Even for that I had to replicate a bit of functionality from the generator so for going forward I think it would be best if we agreed on the approach so I can propose changes directly against the generator.
OK to re-open?
Yes, re-opened!
But I'll need time to review it
Cool! Any questions let me know sure!
The idea is to generate diff of the entity json files and then generate liquibase operations based on diff operations (this is using JSON patch as a result of the comparison).
@gimoh interesting. I had a quick look and seems good. But we need to do this in memory without using before and after folders. It should be possible since with jhipster-core you can have the json streamed as output using convertToJHipsterJSON. So you could stream the output and compare it against the current .jhipster folder content before writing it using exportToJSON and then use the compared output to create changelogs.
I'll take a closer look later and let you know
That should be OK, the diff is calculated from the in-memory objects anyway (it reads the entities in here), so it would be enough to just read it in before it's changed.
The question is where to read it in.
Could do it in the entity generator, but that won't work for import-jdl as it modifies the .jhipster JSON entities before calling the generator. If you do it in import-jdl it doesn't cover using the entity generator directly.
Unless it's in a library, called from both places?
It should be a function in generator base anyways, but I think the implementation can be in the entity generator so that it works on a per entity basis and import-jdl, in the end, will call entity generator anyway. But if you find it complicated then feel free to use the function in both entity generator and import-jdl but then you need to avoid it being run twice.
It should be a function in generator base anyways
Right, that makes sense
import-jdl, in the end, will call entity generator anyway
the thing is it only does that after modifying the .jhipster JSON files
unless we make it load the ("before" snapshot of) entities and store them / pass them to the entity generator somehow?

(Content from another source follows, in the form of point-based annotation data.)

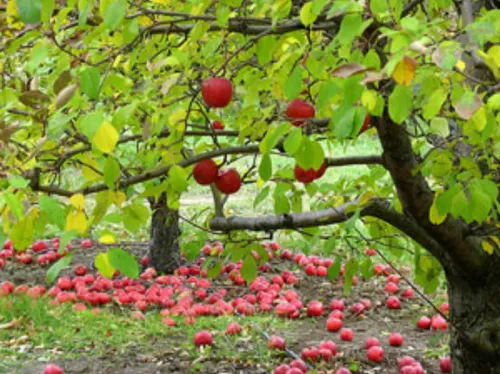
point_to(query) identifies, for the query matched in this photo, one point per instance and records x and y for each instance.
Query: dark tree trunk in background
(475, 312)
(164, 250)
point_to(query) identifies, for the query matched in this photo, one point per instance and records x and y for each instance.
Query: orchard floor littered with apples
(174, 352)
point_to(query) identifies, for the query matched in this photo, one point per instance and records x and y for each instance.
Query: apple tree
(107, 104)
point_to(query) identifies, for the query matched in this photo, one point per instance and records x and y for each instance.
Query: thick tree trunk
(475, 315)
(164, 250)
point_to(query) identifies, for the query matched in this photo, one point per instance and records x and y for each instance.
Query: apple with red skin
(393, 303)
(217, 92)
(228, 181)
(282, 369)
(375, 354)
(53, 369)
(216, 125)
(310, 354)
(334, 324)
(343, 371)
(233, 328)
(346, 335)
(298, 111)
(202, 338)
(445, 365)
(299, 364)
(205, 172)
(424, 323)
(371, 342)
(277, 342)
(396, 340)
(315, 309)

Oh yes, in that case, I think you can implement this first in import-jdl then we can find a way to use it in entity generator as well, shouldn't be hard
Cool, works for me :smile:
So I've been scratching my head a bit today and I thought I'll drop a comment here to see if what I'm seeing is expected.
I've been trying to read entities from the .jhipster directory and I was using generator's this.getExistingEntities(), this works fine the first time, but it turns out when I was using it second time after the entities have been modified on disk (i.e. after generateEntities()) it was returning stale results.
This turns out to be because getExistingEntities() uses yeoman's this.fs.readJSON() to read the files, which apparently uses an in-memory filesystem (reads the files once, then uses the cached version), however when the entities are modified in parseJDL() it uses jhipster-core which uses the real fs directly, so not going through the in-memory one.
Now that I know what's going on I can just use jhipster-core to read them in, but I thought I'll check here if this was expected, as it's a somewhat surprising behaviour.
Yes it is indeed. Can you change the method to use global fs instead of this.fs?
Sure, I'll propose a separate PR.
So, what is currently the best advice for managing changes to entity model? JHipster documentation advises to either do the change through sub-generator, or starting with manually modifying .json files, but this breaks the sync with JDL file and it is very difficult for big changes.
If there is an option for import-jdl tool to generate only .json files, rest can be better manageable. I can discard files that has no changes to begin with.
@adnans-coviot goode idea. Its easy to add a flag to support this say --json-only let me take a look
@adnans-coviot the flag --json-only is added as well. Available in master
@adnans-coviot only entities that have changed will be regenerated now, if you want to generate everything like before then you need to pass --force flag
I'm closing this as this as been stalled for 5 months.
I'm really sorry about that, but we have 44 opened issues, and I just can't follow everything.